Uma observação cabe neste instante: “como é fácil comandar homens livres, inteligentes e com iniciativa”.
Os Cadetes conseguiram colocar o caixão sobre a mesa, mas o tumulto e confusão, inclusive com gritos histéricos, continuava.
Urgia tomar uma providência.
Coloquei cinquenta Cadetes, ( Atenção: sempre que me refiro a Cadetes me referencio ao conjunto de Cadetes do Exército e da Aeronáutica e de Aspirantes da Marinha), em duas colunas do lado de fora do salão, e comandei entrar marchando com passos curtos, forçando caminho até se posicionarem vinte cinco de cada lado da mesa.

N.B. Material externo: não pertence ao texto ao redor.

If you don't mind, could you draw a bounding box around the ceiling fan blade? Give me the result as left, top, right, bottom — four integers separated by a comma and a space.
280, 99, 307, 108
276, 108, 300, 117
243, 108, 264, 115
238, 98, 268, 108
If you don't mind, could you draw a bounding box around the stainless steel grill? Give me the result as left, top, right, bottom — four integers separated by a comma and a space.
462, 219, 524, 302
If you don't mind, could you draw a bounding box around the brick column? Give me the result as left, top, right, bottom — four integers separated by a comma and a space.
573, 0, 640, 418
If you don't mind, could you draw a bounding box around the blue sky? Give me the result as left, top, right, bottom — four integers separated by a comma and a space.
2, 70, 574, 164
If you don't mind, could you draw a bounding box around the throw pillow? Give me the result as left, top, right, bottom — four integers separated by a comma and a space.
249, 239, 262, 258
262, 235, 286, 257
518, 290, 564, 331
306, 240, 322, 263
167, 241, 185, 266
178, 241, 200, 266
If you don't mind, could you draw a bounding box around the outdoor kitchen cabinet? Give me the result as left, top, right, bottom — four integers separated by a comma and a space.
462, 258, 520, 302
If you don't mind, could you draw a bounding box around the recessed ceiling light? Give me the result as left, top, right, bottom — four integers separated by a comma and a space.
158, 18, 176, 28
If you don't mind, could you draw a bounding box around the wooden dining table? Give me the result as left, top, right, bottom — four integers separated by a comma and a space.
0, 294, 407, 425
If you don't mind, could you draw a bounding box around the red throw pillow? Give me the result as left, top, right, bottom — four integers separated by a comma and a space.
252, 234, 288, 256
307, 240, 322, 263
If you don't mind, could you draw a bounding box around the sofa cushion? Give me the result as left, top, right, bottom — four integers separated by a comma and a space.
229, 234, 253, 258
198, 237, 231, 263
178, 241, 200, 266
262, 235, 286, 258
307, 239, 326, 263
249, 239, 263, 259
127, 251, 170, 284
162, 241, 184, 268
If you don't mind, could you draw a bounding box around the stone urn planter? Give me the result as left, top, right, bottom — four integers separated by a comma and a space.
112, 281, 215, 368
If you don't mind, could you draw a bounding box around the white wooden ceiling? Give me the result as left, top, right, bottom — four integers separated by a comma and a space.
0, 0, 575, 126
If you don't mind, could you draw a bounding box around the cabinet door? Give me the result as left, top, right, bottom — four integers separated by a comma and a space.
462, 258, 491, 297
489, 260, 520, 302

A seguir, as colunas foram colocadas de frente para o exterior e comandei que, de braços dados forçassem os presentes até formar um círculo de três metros de raio em torno do caixão.
Assim permaneceram.
Chamei o Encarregado, que estava branco, e solicitei uma vasilha, um servidor de Serviços Gerais, para varrer os cacos de vidro no chão, uma régua, lápis e papel, ou uma cartolina e tesoura.
Rapidamente ele providenciou tudo, preferindo a cartolina e a tesoura.
Com estas, recortei o molde para sobrepor um novo vidro, e o dei ao Encarregado, a fim de providenciar a aquisição do mesmo.
Aí, ocorreu um problema.
Começou um burburinho, que os Cadetes deveriam liberar a área.
O tumulto inicial diminuíra, mas com agitação poderia aumentar.
Escolhi um Coronel, que parecia mais exaltado, dirigi-me até ele e me apresentei.
Ele mal reagiu e eu perguntei ao mesmo se ele queria assumir.
Ele respondeu que não.
Prestei-lhe a continência regulamentar, solicitei permissão para me retirar, dei meia volta e voltei para o centro do círculo.
Acabou qualquer sinal de tumulto, fez-se um silêncio respeitoso.
Benditas aulas de psicologia que tivera na AMAN.
Chegou o vidro.
De posse da vasilha, comecei a catar os cacos e caquinhos de vidro do caixão e de cima do rosto do ex-Presidente, com todo carinho e respeito que tinha por ele.
Sobrepus o vidro.
Voltei-me para os Cadetes e mandei se retirarem do salão, um sim, um não do círculo.
Mandei que os restantes se voltassem para o interior.
Ninguém dos presentes avançou.
Acendi as velas dos candelabros.
Com os Cadetes ainda presentes, formei a guarda fúnebre com dois Aspirantes da Marinha, dois Cadetes do Exército e dois da Aeronáutica, um trio de cada lado, todos ainda dentro do círculo.
Com os ânimos serenados, mandei que os Cadetes abrissem o norte e o sul do círculo, para que a as pessoas começassem a passar pelo corpo.
Solicitei ao Encarregado corda, grade ou fita, de tal forma que delimitasse as filas.
Tão logo, chegaram as fitas, retirei os dezenove Cadetes restantes do círculo e fomos para nosso local.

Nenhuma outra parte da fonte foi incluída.